Lee Palmer Wandel is the autumn guest at LUMEN.

Lee Palmer Wandel, who is a newly emeritus professor in history from the University of Wisconsin-Madison, is visiting LUMEN on a three-month grant from the Aarhus University Research Foundation.

Professor Lee Palmer Wandel visits LUMEN this semester.

Lee Palmer Wandel, who has an impressive track record as a professor of history, arrived in Aarhus on September 5 and will remain here until the end of November. Her stay has been made possible by a visiting researcher grant from Aarhus University Research Foundation.

Her response to the question about her current research project is a good example of her innovative and interdisciplinary approach.

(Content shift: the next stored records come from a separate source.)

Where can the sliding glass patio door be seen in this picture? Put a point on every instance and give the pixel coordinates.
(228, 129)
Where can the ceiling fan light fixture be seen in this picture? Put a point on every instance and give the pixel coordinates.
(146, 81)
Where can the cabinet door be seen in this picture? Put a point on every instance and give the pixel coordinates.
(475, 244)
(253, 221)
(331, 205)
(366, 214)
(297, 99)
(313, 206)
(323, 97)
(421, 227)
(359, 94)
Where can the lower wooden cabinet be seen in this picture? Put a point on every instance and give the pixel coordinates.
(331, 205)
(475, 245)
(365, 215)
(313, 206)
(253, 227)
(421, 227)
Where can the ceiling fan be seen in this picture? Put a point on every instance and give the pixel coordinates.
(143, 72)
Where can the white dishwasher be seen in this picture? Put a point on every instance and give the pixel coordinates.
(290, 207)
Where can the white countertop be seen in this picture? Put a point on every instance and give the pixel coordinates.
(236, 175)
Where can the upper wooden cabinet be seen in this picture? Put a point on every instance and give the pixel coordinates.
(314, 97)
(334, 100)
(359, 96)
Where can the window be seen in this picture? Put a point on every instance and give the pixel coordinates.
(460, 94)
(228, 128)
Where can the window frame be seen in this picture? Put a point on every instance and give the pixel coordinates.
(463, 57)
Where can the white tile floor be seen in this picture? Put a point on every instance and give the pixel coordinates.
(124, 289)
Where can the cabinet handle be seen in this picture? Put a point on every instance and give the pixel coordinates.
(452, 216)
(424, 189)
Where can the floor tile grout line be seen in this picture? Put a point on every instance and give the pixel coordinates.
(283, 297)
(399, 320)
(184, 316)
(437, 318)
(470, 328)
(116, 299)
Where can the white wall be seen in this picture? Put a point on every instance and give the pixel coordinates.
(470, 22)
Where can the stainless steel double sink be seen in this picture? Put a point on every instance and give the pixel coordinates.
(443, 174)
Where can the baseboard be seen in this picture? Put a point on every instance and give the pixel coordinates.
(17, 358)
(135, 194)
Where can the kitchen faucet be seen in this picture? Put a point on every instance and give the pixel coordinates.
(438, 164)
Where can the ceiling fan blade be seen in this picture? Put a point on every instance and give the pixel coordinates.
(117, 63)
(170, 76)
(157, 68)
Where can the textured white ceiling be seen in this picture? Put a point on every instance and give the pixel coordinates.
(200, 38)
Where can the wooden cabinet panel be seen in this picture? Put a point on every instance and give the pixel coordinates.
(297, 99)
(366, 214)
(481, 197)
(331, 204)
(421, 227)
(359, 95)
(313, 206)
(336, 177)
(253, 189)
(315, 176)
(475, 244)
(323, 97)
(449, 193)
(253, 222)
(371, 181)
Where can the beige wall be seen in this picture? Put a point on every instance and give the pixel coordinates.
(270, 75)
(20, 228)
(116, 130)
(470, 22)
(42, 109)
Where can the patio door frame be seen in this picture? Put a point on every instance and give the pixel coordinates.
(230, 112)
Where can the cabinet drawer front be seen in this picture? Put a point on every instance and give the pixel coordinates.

“My current research grows out of a book I have just finished: The Reformation of Liturgy: Matter and Time Reconceived.  I had found that the medieval liturgical commentator William Durand held the created world to be integral to the liturgy: from stones of the walls of churches to the colors of vestments, each was a scriptural res, connecting human experience, worship, and Creation.  Sixteenth-century Protestants sundered that connection, rejecting matter as itself a medium of divine revelation and construing the liturgy as largely verbal.  That book left me with the question: what happens to Creation in the Reformation?  To begin to answer that question, I have begun reading Luther’s Lecture on Genesis, as well as other commentaries; collecting images of Creation from churches and Bibles.  I shall also return to Gerard Mercator’s Atlas, in which he sees his work as representing the traces of divine acts of Creation.

We asked her why she thought it was relevant to spend three autumn months at Aarhus University, and she answered:

“I first visited Aarhus University in 2019, when I was invited to share my work on the Eucharist.  I found there a wonderfully rich community of scholars who share my own intellectual commitments to interdisciplinary thinking and approaching Christianity as lived by diverse individuals in distinctive places.  I therefore enthusiastically accepted the opportunity to return and spend more time, to begin this next question thinking interdisciplinarily and with a sense of Christianity’s protean power to shape human lives.”

During her stay at LUMEN, Lee Palmer Wandel will work on her new research project and participate in everyday life at the Department of History and the Department of Theology. She will take part in a number of activities, including giving a public lecture at a seminar on confessional societies on November 24.